As this example shows, the art is always in a three by three panel grid. This form deviates only six times in the entire 12 issues, first in a scene at the end of the first issue where reality turns to static and Scott is no longer sure if the life he has been living is real or not. The comic never answers this question.

In the 11th issue, he is told “Where you are is not where you should be, Scott Free.” He was told he could wake up in the real world and give up the act. It forces the reader to question whether Scott actually succeeded in killing himself in the opening scene and has been in Hell this entire time. Perhaps that’s why he is constantly miserable, forced to fight and be tortured forever. Maybe in hearing this and choosing to ignore it, Scott has given up trying to escape. However, it’s equally as possible that this is heaven and he decided not to escape it. After all, behind all the weariness and pain and doubt, this life that Scott has found is also filled with joy. He has a wife who loves him and a son who grabs his nose and laughs.

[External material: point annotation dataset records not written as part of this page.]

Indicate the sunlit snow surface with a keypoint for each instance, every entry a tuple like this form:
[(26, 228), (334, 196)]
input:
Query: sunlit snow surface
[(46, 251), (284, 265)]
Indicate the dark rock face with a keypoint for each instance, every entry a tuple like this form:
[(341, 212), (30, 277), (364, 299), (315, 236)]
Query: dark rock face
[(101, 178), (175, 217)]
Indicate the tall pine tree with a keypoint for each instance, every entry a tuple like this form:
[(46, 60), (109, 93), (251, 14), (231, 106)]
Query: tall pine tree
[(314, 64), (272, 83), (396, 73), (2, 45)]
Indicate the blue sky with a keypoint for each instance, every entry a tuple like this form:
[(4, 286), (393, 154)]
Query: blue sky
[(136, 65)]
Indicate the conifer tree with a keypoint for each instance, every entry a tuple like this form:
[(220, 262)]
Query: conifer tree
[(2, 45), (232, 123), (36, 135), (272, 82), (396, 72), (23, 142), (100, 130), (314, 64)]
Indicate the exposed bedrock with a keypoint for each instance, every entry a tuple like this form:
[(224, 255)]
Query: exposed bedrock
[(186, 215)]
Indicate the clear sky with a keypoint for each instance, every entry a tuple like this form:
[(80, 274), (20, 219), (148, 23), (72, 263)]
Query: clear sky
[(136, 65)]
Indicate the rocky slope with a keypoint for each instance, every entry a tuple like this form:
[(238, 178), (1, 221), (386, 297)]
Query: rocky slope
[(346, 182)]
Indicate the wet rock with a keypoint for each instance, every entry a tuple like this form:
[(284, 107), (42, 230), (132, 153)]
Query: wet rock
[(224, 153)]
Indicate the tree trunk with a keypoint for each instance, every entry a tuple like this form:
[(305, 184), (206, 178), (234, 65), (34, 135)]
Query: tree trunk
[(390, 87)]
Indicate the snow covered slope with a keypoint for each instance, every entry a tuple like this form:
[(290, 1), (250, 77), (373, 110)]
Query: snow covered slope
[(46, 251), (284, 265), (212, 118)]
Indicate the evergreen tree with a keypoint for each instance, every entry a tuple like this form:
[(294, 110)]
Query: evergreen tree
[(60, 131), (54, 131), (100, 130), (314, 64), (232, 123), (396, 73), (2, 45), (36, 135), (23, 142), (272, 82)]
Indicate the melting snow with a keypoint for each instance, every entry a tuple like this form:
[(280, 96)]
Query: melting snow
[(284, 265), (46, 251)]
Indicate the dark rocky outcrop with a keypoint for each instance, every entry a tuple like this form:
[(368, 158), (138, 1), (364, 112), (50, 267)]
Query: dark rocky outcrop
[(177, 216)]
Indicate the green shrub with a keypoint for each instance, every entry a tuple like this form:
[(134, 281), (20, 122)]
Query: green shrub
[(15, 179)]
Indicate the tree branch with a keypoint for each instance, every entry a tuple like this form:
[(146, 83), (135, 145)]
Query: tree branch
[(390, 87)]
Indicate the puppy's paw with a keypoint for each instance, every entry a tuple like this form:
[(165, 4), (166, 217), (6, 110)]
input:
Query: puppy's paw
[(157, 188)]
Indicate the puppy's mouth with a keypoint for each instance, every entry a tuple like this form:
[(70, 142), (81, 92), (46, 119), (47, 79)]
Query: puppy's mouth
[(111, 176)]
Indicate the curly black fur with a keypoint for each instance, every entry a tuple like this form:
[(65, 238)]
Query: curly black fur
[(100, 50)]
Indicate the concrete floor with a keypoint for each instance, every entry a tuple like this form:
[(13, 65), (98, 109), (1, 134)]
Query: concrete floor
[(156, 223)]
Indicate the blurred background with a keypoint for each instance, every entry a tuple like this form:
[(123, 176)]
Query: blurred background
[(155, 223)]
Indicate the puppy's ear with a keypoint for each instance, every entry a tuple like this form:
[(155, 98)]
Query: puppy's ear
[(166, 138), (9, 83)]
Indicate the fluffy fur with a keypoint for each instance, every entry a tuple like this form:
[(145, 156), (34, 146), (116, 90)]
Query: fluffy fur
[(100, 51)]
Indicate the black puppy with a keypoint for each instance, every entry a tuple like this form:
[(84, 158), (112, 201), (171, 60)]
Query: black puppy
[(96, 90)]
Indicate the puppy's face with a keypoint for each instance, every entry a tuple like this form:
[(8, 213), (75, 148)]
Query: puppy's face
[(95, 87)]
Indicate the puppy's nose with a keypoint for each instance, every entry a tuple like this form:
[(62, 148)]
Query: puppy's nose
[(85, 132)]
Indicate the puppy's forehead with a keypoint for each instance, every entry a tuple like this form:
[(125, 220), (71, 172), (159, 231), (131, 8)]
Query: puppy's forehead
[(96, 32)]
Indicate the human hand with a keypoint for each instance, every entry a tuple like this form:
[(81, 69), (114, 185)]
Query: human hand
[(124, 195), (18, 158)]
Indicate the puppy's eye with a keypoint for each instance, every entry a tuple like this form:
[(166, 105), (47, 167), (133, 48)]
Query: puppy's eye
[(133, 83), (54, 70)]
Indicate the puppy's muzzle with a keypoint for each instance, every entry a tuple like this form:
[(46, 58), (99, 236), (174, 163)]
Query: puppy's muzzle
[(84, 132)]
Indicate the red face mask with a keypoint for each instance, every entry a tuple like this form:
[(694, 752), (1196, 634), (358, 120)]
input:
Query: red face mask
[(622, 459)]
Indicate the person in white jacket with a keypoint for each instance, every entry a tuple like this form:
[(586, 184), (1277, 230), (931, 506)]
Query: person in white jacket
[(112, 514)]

Or, maybe everyone is lying. Maybe Scott is still alive. I hope so, anyway. When Scott tried to kill himself he wasn’t trying to escape death, he was trying to escape life. By the end of the series we’re reading about someone who has completely given up a life of adventure and life-and-death stakes. All Scott wants the normalcy of two kids and a condo in LA with his seven-foot tall wife. This entire story has been one of Mister Miracle learning to escape past trauma and getting to a place where he can choose — actively choose — to leave behind the pain that defined his existence for decades in favor of happiness. I think that is beautiful. Also there is a scene where the biggest bad guy in all of comics double dips. It’s awesome.